In this study, a new composite of activated carbon cloth/graphene oxide (ACC/GO) was prepared, characterized and used as electrode material for the electro-assisted adsorptive removal of Co2+ and Cs+ from aqueous solution. The ACC/GO composite was synthesized by a vacuum filtration method, and characterized by cyclic voltammetry and various surface characterization methods. Effect of applied voltage and initial concentration of Co2+ and Cs+ on their removal efficiency was examined. The kinetics and isotherms of Co2+ and Cs+ adsorption were investigated to explain the adsorption mechanism. At 0 V, the removal efficiency of Co2+ and Cs+ was 10.1% and 21.4%; at 1.2 V, electro-assistance increased the removal efficiency of Co2+ and Cs+ to 40.8% and 39.7%, respectively.
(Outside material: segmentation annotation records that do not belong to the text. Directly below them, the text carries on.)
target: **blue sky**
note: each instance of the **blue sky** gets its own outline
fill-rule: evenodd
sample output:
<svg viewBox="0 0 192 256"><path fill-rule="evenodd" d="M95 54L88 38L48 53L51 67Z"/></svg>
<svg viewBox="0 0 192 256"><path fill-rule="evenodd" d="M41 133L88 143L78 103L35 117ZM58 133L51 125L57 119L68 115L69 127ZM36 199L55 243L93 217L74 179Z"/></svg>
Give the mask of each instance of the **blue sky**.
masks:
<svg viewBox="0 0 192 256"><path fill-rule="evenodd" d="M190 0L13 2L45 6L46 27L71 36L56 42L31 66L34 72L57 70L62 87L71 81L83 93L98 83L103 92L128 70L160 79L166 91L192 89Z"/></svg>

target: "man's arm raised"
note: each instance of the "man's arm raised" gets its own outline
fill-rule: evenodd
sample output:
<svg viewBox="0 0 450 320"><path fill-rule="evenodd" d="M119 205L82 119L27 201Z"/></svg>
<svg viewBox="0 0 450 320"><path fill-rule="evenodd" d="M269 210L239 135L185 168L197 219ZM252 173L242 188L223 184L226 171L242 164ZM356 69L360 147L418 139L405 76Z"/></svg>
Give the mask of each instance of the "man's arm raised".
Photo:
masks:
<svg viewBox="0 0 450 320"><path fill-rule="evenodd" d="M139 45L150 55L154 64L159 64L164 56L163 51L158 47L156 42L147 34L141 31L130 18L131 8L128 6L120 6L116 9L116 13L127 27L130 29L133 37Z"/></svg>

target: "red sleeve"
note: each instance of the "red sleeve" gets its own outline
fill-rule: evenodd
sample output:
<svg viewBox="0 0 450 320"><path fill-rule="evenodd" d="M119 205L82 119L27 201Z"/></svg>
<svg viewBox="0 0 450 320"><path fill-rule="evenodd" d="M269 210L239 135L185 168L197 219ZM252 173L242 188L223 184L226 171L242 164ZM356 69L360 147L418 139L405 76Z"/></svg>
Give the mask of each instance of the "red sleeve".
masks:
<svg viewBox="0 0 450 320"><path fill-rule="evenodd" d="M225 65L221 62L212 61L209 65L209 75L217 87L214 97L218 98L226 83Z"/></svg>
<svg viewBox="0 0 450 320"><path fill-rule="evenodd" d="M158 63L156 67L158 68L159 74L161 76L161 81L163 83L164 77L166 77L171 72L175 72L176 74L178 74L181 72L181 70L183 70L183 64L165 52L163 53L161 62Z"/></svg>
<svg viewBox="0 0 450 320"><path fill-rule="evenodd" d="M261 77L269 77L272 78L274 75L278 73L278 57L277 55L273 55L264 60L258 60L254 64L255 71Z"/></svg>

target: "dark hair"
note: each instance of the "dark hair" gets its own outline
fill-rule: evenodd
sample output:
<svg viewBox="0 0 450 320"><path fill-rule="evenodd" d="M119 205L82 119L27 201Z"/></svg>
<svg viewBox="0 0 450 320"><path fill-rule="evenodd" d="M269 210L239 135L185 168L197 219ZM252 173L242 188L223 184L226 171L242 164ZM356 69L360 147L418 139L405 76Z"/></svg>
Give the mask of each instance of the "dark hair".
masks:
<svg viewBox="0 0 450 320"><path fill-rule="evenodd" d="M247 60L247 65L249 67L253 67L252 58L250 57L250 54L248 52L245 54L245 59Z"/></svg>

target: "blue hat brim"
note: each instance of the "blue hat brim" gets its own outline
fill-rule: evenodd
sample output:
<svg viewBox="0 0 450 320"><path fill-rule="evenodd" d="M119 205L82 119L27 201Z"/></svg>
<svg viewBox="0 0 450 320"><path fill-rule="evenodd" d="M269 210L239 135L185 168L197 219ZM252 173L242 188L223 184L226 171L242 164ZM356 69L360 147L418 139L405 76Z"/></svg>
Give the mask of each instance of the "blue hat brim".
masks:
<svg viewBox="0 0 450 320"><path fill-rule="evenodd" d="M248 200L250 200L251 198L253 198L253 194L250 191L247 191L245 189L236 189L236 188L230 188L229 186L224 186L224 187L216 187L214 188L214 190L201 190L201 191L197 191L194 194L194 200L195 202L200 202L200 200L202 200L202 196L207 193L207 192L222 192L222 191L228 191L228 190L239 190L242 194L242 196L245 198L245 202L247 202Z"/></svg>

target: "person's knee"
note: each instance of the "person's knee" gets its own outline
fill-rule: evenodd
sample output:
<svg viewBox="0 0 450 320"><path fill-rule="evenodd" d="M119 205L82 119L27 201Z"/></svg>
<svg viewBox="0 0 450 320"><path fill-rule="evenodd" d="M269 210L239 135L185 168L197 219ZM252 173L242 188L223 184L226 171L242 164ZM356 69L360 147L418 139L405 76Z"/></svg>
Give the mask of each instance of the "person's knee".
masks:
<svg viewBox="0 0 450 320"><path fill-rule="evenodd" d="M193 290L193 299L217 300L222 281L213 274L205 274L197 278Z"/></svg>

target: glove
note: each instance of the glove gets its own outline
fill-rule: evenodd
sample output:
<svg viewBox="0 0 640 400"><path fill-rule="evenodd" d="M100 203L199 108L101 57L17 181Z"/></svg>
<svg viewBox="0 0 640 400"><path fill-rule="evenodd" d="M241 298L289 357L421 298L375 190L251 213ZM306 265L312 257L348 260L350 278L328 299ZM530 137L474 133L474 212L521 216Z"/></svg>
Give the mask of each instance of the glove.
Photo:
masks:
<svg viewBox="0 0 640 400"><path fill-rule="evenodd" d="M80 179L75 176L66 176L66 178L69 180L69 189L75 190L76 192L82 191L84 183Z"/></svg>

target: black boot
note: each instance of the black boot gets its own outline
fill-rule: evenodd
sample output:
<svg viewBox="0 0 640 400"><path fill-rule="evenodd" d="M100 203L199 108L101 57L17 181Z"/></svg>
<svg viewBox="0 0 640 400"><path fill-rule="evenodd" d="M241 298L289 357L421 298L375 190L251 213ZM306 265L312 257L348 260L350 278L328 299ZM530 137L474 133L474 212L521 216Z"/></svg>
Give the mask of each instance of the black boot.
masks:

Moreover, ACC/GO composite electrode had higher adsorption capacity compared to the pristine ACC electrode, due to its higher specific surface area and more oxygen-containing functional groups. The maximum adsorption capacity of Co2+ and Cs+ was 16.7 mg g−1 and 22.9 mg g−1, respectively at 1.2 V and 20 mg L−1 by ACC/GO composite electrode. The modeling and experimental results demonstrated that the removal mechanism involved in physical adsorption, chemical adsorption, and electro-adsorption. Overall, the prepared ACC/GO composite electrode had high capacitive deionization performance in removing heavy metal ions from wastewater.